In the past returning on the UI thread was convenient because developers didn't have to worry about cross-thread accesses. With Rx hopping threads is so easy that cross-thread access isn't much of a concern.
var uiContext = SyncrhonizationContext.Current; AsyncAction.Post(uiContext).Subscribe(() => Debug.Write("Now I'm back on the UI thread!"));
Unfortunately the fact that the event-based async pattern hops the the UI thread makes it much more difficult to compose a set of asynchronous operations together and block on the result. This is why it's important to always provide a Begin/End Invoke version of your event-based, asynchronous API's.
WebClient doesn't provide a Begin/End overload for DownloadStringAsync so to work around the blocking problem we'll have to create an non-blocking OrderBy method for IObservable.
public static class ObservableExtensions { public static IObservable<T> OrderBy<T, R>(this IObservable<T> that, Func<T, R> keySelector) { return new AnonymousObservable<T>( observer => { var orderBySubject = new OrderBySubject<T, R>(keySelector); var unsubscribe = orderBySubject.Subscribe(observer); that.Subscribe(orderBySubject); return unsubscribe; }); } public class OrderBySubject<T,R> : Subject<T> { private Func<T,R> keySelector { get; set; } public OrderBySubject(Func<T, R> keySelector) { this.keySelector = keySelector; } List<T> list = new List<T>(); public override void OnNext(T value) { list.Add(value); } public override void OnCompleted() { foreach (var item in list.OrderBy(keySelector)) { base.OnNext(item); base.OnCompleted(); } } } }
Now we can rewrite the code above asynchronously.
// snip... var concatenatedHtml = pageDownloads // Order by the result index .OrderBy(pageDownload => pageDownload.ResultIndex) // Grab the HTML .Select(pageDownload => pageDownload.Html) // Concatenate the HTML strings .Aggregate((accumulatedHtml, html) => accumulatedHtml + html) // Write the first (and only) result. .Subscribe(html => Debug.Write(html));
Of course I could've avoided the blocking problem by using the WebRequest object because it has Begin/End methods.
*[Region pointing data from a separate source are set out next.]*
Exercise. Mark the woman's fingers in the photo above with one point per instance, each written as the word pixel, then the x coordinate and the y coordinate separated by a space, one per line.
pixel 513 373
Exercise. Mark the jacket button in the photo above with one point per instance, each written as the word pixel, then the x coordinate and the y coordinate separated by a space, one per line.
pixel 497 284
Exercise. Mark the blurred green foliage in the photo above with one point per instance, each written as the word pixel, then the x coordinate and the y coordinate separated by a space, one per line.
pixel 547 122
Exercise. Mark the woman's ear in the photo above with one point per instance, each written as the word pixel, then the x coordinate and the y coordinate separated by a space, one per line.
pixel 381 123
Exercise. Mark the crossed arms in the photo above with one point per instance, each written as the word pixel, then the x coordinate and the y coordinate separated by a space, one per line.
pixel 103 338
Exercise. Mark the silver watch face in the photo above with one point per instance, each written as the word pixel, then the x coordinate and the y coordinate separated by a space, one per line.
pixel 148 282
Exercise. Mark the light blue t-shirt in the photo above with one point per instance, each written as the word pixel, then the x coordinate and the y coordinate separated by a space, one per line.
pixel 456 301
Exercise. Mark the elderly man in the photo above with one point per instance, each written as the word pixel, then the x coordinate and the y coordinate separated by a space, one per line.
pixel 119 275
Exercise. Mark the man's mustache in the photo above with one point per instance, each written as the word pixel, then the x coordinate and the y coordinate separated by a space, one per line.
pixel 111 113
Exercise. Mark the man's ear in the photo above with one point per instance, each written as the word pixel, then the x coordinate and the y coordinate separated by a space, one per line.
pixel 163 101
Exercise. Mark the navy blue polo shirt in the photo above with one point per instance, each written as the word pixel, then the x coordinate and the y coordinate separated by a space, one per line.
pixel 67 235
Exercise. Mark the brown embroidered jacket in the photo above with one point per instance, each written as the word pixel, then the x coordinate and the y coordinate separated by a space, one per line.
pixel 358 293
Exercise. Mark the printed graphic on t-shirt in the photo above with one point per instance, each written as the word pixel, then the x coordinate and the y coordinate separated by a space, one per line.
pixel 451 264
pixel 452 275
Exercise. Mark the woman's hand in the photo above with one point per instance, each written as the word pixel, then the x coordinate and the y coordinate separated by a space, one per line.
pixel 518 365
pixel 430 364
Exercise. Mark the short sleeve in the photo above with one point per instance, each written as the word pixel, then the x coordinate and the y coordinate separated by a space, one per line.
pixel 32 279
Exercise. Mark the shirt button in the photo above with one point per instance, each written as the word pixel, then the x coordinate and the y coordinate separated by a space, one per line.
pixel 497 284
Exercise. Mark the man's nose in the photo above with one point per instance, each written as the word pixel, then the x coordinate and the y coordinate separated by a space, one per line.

However the point of this article was to show that although the event-based asynchronous pattern can be converted to an IObservable the abstraction leaks.
Think Ahead When Designing Asynchronous APIs
If Rx is embraced (which I expect it will be) existing event-based asynchronous APIs will be more cumbersome to work with than those written using the alternative Begin/End Invoke pattern. I ask developers to consider this when designing asynchronous APIs today.